The need to standardise treatment and ensure comprehensive cancer care brought together multidisciplinary and cross-institutional professionals who worked together to review the existing legal framework and to establish resource-appropriate guidelines for the management of breast cancer patients. In response, a multidisciplinary team made up of health professionals from the areas of mastology, radiation and medical oncology, medical imaging, pathology, nurses and professionals in palliative medicine care, developed the “Guidelines for Diagnosis and Treatment of Breast Cancer”.
Dr María F. Navarro, C/Can’s Regional Director for Latin America, highlights the importance of inter-institutional coordination.
“Research shows that a multidisciplinary approach to managing breast cancer significantly increases patients’ survival and quality of life.
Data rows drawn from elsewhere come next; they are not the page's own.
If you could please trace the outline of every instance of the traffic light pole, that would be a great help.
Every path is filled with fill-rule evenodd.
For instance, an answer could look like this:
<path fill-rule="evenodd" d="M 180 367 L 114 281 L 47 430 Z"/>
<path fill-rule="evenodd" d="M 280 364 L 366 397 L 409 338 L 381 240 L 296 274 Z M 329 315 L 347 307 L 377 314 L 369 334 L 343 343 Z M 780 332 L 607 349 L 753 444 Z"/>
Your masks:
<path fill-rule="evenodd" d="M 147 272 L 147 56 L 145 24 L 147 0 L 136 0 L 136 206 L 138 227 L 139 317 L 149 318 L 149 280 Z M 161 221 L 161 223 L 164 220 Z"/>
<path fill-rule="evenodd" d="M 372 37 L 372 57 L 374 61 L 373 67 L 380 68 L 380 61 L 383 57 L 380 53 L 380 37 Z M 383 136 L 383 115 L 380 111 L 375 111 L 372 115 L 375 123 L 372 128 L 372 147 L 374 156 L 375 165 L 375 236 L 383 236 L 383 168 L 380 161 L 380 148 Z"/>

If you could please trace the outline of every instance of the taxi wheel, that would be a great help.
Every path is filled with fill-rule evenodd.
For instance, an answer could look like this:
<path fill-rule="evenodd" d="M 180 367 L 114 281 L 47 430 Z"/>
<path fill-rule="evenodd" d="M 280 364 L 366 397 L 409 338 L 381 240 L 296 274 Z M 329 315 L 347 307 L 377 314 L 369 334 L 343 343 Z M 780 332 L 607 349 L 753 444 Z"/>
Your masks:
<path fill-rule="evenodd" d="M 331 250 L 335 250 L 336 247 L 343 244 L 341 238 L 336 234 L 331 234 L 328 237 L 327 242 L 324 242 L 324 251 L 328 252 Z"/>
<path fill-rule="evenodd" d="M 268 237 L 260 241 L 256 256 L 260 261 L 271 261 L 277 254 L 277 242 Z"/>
Breast cancer patients benefit when diagnostic and care decisions are agreed upon by all the specialists involved in the treatment process.” She adds: “The guidelines are a milestone, both for Asuncion and Paraguay, because they respond to a need identified locally and that has now been extended nationally.”
More recently, a joint initiative between international humanitarian charity Direct Relief, Amgen and C/Can was established with the aim of improving breast cancer diagnostics and treatment in Paraguay. This multi-year initiative has been set out to help the country achieve sustainable improvement in the provision of cancer services through the delivery of Amgen-donated medications to specialised cancer treatment centres in Asuncion and engagement of local stakeholders to strengthen Paraguay’s cancer care infrastructure and healthcare workforce.